Al terminar de decir esto, me acerqué a ellos y les alargué la mano. Permanecieron inmóviles unos segundos; pero después todas las manos vinieron a estrechar las mías y los jefes dijeron que ellos también habían pecado y que necesitaban tanto el perdón como yo.

—Perdonémonos mutuamente —exclamó Tangua—. Y luego, a ayudarnos unos a otros. Yo te he odiado; pero desde ahora te amaré. Quiero que al morir haya paz sobre mi tumba. ¿Somos aún vuestros prisioneros?

—¡No! —respondió la voz de Tatellah-Satah desde el otro púlpito, antes que yo pudiera pronunciar una palabra.

—¡Uf! —exclamó Kiktahan Shonka—. ¿Quién ha hablado?

—El Guardián de la Gran Medicina —contesté.

—¿Desde dónde?

—Desde el otro Púlpito del Diablo.

—Pero ¿es que estamos en un Púlpito del Diablo?

—Sí. Yo os oí días atrás en el Púlpito del Diablo situado al Norte y que se llama Cha Manitou, el Oído de Dios. Allí oye el hombre bueno lo que dicen los hombres malvados y puede salvarse gracias a ello. Ahora, en este Púlpito del Diablo, que se llama Cha Kehtike, el Oído del Diablo, oyen los hombres malvados lo que dicen los buenos y se salvan también. El jefe Tangua ha preguntado si siguen siendo prisioneros.

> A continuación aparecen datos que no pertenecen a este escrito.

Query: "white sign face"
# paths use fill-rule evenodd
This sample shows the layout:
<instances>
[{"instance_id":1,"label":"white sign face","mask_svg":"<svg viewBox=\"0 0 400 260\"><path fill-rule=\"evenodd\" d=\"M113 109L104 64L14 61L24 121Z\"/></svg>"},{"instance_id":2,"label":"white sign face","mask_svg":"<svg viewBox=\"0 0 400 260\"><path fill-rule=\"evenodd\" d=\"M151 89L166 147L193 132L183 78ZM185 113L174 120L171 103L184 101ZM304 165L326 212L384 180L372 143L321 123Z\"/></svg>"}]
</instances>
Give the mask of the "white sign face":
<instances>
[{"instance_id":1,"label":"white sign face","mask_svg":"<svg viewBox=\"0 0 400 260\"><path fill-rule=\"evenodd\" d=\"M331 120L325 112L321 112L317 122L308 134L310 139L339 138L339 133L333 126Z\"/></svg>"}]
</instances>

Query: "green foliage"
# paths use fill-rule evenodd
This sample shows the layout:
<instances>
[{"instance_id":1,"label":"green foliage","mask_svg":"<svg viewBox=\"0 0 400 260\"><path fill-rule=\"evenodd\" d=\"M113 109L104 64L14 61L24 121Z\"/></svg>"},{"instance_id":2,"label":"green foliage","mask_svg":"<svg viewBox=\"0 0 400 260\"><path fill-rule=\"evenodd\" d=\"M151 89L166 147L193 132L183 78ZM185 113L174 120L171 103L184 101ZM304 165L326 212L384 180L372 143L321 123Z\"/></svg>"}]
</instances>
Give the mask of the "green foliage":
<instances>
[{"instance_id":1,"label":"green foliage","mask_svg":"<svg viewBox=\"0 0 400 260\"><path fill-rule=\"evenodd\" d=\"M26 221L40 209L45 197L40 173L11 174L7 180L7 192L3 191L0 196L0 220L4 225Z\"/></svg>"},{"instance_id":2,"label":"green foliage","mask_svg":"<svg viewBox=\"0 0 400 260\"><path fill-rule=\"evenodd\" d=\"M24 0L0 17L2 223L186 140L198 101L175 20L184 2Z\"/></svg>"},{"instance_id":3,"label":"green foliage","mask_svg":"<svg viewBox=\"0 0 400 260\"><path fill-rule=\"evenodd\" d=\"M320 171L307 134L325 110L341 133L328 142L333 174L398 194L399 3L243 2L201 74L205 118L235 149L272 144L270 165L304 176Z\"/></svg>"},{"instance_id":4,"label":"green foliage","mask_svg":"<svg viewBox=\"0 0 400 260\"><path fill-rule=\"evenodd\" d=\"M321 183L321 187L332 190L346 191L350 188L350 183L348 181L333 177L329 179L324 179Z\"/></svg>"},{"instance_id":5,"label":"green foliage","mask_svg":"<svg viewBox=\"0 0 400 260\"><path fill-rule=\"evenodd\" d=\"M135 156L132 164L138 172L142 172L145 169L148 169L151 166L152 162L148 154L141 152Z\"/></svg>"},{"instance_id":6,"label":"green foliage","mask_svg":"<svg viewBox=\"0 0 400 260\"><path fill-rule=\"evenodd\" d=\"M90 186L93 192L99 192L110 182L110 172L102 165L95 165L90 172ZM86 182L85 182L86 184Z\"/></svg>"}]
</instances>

Que hagan otras preguntas si quiere.

El jefe no se lo hizo repetir y continuó preguntando en esta forma:

—¿Iremos al poste de los tormentos?

—No —respondió Tatellah-Satah desde su sitio.

—¿Entonces no moriremos?

—No.

—¿Conservaremos nuestras armas y nuestros caballos?

—Sí.

—¿Podremos quedarnos aquí y hacernos winnetous?

—Sí.

—¿Están conformes con eso todos los jefes amigos tuyos?

—¡Sí, sí, todos! —dijeron desde el púlpito los que estaban con Tatellah-Satah.

—¿Y qué será de nuestras medicinas?

—Mira al cielo. ¿Qué ves?

Había ya tanta claridad del día, que el ingeniero apagó el aparato de proyección. Winnetou desapareció de la Catarata del Velo; pero en cambio se vio llegar volando a gran altura al «Aguilucho», que, poco a poco, comenzó a descender, dio tres vueltas sobre nuestras cabezas y tomó tierra delante del púlpito en que nos hallábamos. Bajó del aparato, se adelantó y habló así:

—¡Old Shatterhand os devuelve por mi mano vuestras medicinas! ¡Estáis libres!

¡Con qué avidez se lanzaron sobre ellas y se las colgaron al cuello! Empezaron a dar gritos de júbilo, que fueron difundiéndose cada vez más, y en medio de las muestras de alegría se oyó la voz de Tatellah-Satah que decía:

—Sois nuestros amigos. Mañana se formará un nuevo comité que deliberará sobre el «clan Winnetou», y pasado mañana todos los jefes de primera y segunda categoría irán a caballo al Monte de las Tumbas de los Reyes para recoger la historia de nuestro pasado Howgh!

Esto redobló el contento de todos. El «Aguilucho» voló de nuevo a su torre. Yo decidí dar con «Corazoncito» una vuelta por el valle y recorrer todos los grupos que había allí formados. Después subimos hasta la cantina, en cuyas proximidades yacían aún los cadáveres de los dos hermanos Enters, respetuosamente cubiertos y velados por dos comanches. Nadie había tenido tiempo hasta entonces de cuidarse de ellos; era deber nuestro procurarles una sepultura decorosa. Cumpliendo su última voluntad leímos los nombres que habían escrito en sus estrellas de winnetou: Hariman había puesto el mío y Sebulon el de mi mujer. Así, aquellos dos hombres que primeramente habían proyectado quitarnos la vida, llegaron, por una evolución de sentimientos, a hacerse nuestros defensores y morir por nosotros.